Is Aesop Rock kinda underrated? He was the talk of underground rap in the early 2000s but while his old pal El-P is more famous than ever and someone like Del the Funky Homosapien is forever-legendary, Aesop doesn’t come up like he used to. And even if his output rate has slowed down, his quality hasn’t lessened. His last two records were 2007’s None Shall Pass and 2012’s Skelethon, which were both fantastic, and he remains impressive on The Impossible Kid. On a purely technical level, Aesop can still out-rap half the guys on the radio and he sounds like no one but himself. And the production, done entirely by Aesop Rock himself (with Grimace Federation providing instrumentation), is still weird and psychedelic, retro yet futuristic. Not to get all “bitter indie guy,” but imagine if this album got all the thinkpieces and live tweeting when it hit the web that VIEWS did? It doesn’t fit into a “narrative” right now like that one does, but it just might sound better in ten years.
Indie vet Britta Phillips has been at it for years as a member of Luna and Dean & Britta with her husband Dean Wareham (not to mention she provided Jem’s singing voice in Jem and the Holograms, among still other things), but this is her first solo album. It’s half covers, including Evie Sands’ “One Fine Summer Morning,” The Cars’ “Drive,” Dennis Wilson’s “Fallin’ In Love,” Fleetwood Mac’s “Landslide,” and Agnetha Fältskog from ABBA’s “Wrap Your Arms Around Me,” but Britta makes the whole album sound like one cohesive piece of work. It’s got a modern update on classic pop, kind of like if Nancy Sinatra’s ’60s material was recorded by a ’90s trip-pop band. It’s a sound that’s tough to not enjoy, whether you’re into the most indie stuff around or whatever’s on the radio. Even her arpeggiated-synth take on “Landslide” is great, and I thought I never wanted to hear that song covered again.

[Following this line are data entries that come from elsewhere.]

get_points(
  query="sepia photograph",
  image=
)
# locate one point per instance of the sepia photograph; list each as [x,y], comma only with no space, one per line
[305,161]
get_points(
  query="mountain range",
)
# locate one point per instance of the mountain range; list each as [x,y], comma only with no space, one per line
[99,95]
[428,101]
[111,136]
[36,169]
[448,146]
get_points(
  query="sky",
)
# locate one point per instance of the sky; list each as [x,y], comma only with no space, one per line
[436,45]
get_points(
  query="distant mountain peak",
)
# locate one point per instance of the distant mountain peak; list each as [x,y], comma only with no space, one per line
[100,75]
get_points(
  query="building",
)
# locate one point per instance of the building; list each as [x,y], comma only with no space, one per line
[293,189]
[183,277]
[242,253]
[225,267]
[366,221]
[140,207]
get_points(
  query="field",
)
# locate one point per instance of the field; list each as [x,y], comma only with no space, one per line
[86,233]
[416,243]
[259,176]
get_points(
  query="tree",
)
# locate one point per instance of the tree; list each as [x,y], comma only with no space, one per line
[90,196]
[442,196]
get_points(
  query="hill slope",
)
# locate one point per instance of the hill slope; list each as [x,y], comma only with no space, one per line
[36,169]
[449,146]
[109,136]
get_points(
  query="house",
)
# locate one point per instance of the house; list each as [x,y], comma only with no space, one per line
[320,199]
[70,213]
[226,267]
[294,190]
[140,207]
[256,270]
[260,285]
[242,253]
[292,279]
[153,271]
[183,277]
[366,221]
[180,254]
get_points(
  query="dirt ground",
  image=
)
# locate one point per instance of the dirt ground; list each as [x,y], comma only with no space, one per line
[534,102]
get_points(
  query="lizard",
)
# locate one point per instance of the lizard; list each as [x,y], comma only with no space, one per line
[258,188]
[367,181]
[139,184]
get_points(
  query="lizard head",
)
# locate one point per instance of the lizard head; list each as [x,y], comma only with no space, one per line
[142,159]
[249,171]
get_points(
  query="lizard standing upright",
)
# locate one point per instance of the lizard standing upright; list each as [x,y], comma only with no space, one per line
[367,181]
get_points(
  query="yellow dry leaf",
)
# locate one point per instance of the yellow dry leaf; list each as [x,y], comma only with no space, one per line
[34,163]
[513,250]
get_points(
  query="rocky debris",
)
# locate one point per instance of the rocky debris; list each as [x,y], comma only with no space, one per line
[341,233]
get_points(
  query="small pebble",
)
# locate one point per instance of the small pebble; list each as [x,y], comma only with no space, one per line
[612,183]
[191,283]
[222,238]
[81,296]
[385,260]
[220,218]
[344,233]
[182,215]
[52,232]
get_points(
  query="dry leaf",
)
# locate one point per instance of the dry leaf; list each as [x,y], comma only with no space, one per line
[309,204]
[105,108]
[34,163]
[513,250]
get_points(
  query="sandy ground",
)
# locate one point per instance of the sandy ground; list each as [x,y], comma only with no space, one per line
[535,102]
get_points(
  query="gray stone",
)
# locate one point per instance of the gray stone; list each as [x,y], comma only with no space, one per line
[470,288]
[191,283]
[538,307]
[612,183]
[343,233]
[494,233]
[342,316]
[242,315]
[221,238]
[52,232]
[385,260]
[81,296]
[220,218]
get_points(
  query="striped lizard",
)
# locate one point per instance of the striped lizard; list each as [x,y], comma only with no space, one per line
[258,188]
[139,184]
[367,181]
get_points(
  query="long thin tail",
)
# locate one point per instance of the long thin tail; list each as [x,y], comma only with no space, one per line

(Soundcloud via Wall Street Journal)
North Carolina indie-punks Museum Mouth have been at it for all of the current decade, and Popcorn Fish Guinea Pig is their fourth album overall, first for Say Anything frontman Max Bemis’ Equal Vision imprint Rory Records, and best yet. (They’re also currently on tour with Say Anything, plus mewithoutYou and Teen Suicide.) Their last album, 2013’s Alex I Am Nothing, was about frontman Karl Kuehn falling in unrequited love with a straight man, and much of Popcorn Fish Guinea Pig is the sound of Karl being over it. “I spent all of 2013 trying to make a straight man love me, wrote an album about it (Alex I Am Nothing), and then got over it LOL!!! As cheesy as this sounds, just writing those songs helped me get through it,” he said. It’s a record that anyone who’s overcome heartbreak can relate to (aka everyone), and it tells the heartbreak to fuck off with crunchy power chords, killer riffs, big choruses, and some quiet parts too. In between the ragers, Karl works in the solo acoustic songs “Bugeyed” and “Roadkill,” and the band strips things down for the slower “Koopa Breeders” too. It’s an approach not unlike Modern Baseball’s You’re Gonna Miss It All, Joyce Manor’s Of All Things I Will Soon Grow Tired, or really anything by Radiator Hospital — albums by songwriters who can’t decide between playing in punk bands and recording acoustic songs in their bedrooms.